Wer ein Portal wie „Check24“ oder „Verivox“ auf der Suche nach einem günstigen Anbieter für Strom, Gas, Versicherungen oder eben ein Girokonto nutzt, erwartet einen objektiven Vergleich verschiedener Anbieter. Doch die privat wirtschaftenden Portale müssen Geld verdienen – und bekommen deshalb Provisionen von den Anbietern, die sie listen. Im Bereich Versicherungen beispielsweise erzielen Vergleichsportale dem Hamburger Institut für Finanzdienstleistungen zufolge 90 Prozent ihrer Gewinne aus Provisionszahlungen. Ob diese Zahlungen Auswirkungen auf das Ranking haben, ob der gesamte Markt abgebildet wird und wie die Ergebnisse zustande kommen: All das bleibt den Nutzern in der Regel verborgen.

Weit über 1000 Stromanbieter gibt es in Deutschland.

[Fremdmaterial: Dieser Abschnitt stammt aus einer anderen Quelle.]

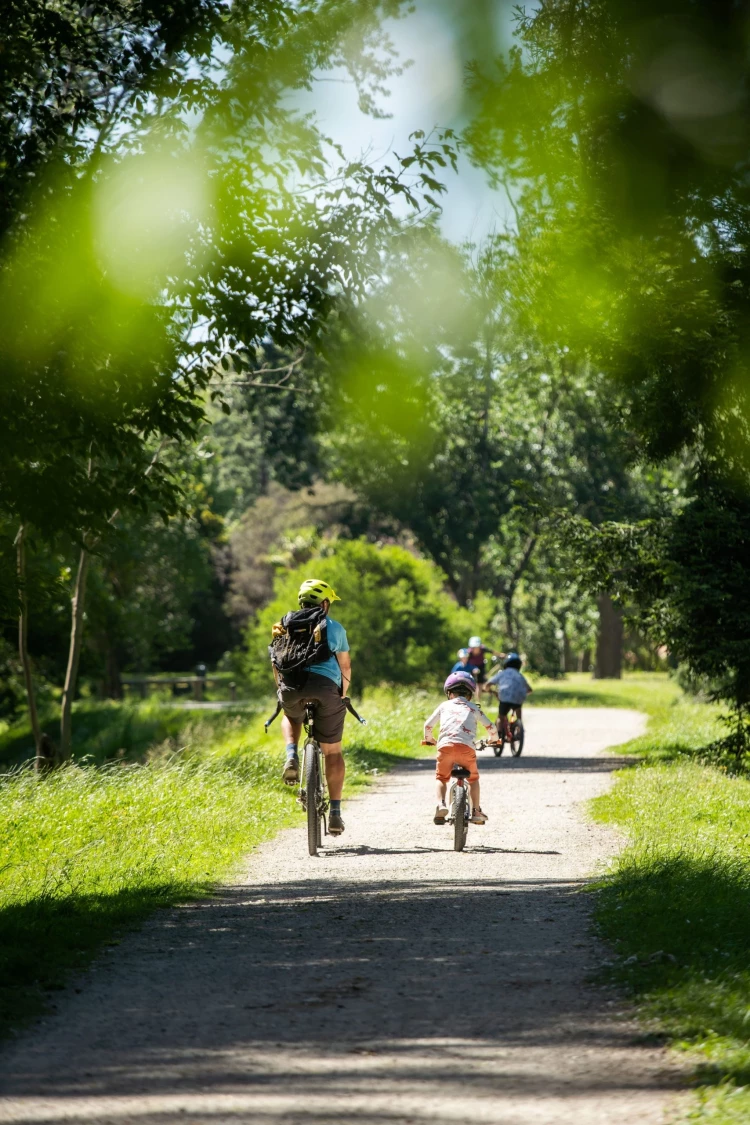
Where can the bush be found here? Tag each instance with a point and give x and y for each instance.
(401, 624)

Wer will da den Überblick behalten?
Weit über 1000 Stromanbieter gibt es in Deutschland. Wer will da den Überblick behalten? | Bild: Catherine Waibel, dpa

Sparen Nutzer von Vergleichsportalen tatsächlich Geld?

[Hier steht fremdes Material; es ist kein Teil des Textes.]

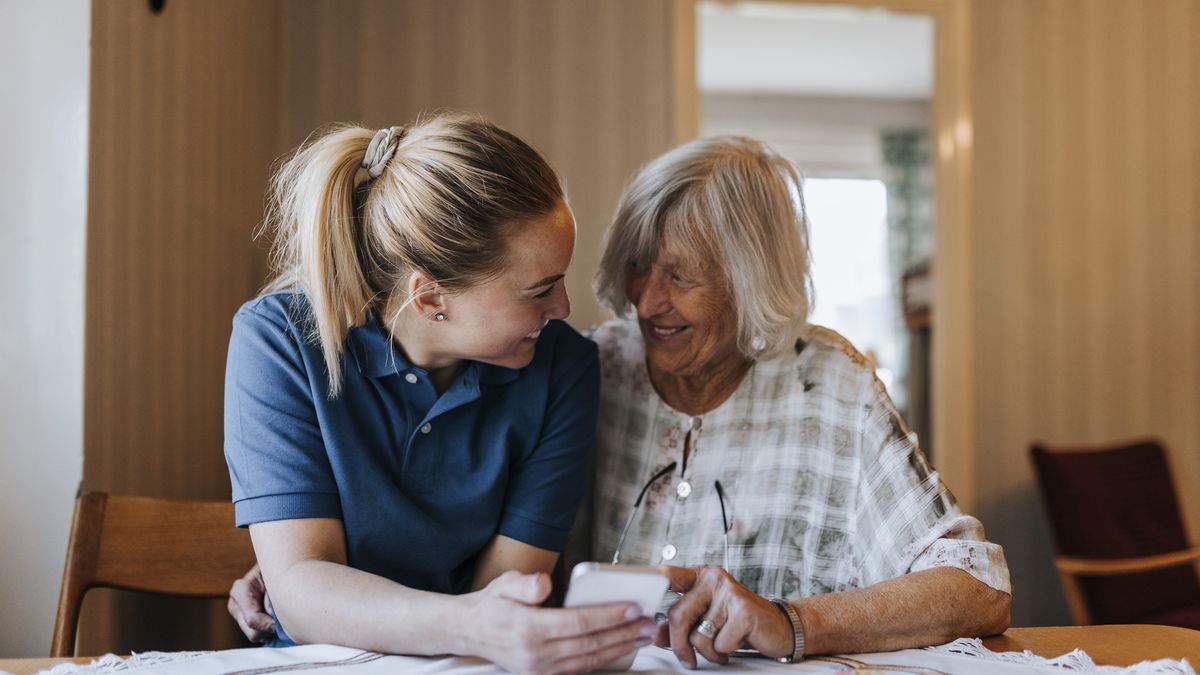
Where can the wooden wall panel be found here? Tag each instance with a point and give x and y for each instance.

Das Bundeskartellamt ist dieser Frage von 2017 bis 2019 nachgegangen. Das Ergebnis: Verbraucher können sich nicht darauf verlassen, „tatsächlich das beste Angebot zu bekommen“. Weiter heißt es in der Untersuchung: Es kann sein, dass Verbraucher Entscheidungen treffen, die sie „bei vollständiger Kenntnis der Markttatsachen so nicht getroffen hätten“.

Privat wirtschaftende Portale wie „Verivox“ bekommen Provisionen von Anbietern, die dort gelistet werden.
Privat wirtschaftende Portale wie „Verivox“ bekommen Provisionen von Anbietern, die dort gelistet werden. | Bild: Martin Gerten, dpa

Warum werden bei Vergleichsportalen oft nur wenige Anbieter gelistet?

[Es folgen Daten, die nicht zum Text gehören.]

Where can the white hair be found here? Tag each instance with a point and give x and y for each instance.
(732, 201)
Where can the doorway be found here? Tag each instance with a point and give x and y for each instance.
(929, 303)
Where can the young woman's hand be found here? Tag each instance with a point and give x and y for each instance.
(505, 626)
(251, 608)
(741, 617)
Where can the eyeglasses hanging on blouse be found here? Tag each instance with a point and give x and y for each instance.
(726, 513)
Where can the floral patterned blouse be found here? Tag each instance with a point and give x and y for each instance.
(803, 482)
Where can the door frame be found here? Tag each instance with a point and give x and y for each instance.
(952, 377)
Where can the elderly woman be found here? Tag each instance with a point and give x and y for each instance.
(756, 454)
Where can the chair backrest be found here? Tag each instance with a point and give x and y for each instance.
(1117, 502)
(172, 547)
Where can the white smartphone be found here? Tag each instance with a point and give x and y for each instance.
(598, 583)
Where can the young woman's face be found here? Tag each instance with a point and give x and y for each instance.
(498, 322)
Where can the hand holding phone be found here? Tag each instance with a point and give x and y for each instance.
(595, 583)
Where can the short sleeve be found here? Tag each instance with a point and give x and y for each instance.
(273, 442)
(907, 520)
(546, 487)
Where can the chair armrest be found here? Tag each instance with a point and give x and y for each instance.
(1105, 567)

Je mehr Anbieter auftauchen, umso höher ist der Aufwand für die Vergleichsportale: „Es kostet vor allem viel Zeit, die Daten immer aktuell zu halten“, sagt Sally Peters, geschäftsführende Direktorin des Instituts für Finanzdienstleistungen in Hamburg. Umgekehrt müssen die Anbieter, die bei den Portalen mitmachen wollen, in der Regel für jeden Kunden, der ihnen darüber übermittelt wird, eine Provision zahlen. Das wollen nicht alle. Für den Kunden bedeutet eine geringe Marktabdeckung, dass er sich nicht umfassend informieren kann. Beim „Check24“-Girokontenvergleich war nicht einmal ein Drittel der Finanzinstitute vertreten.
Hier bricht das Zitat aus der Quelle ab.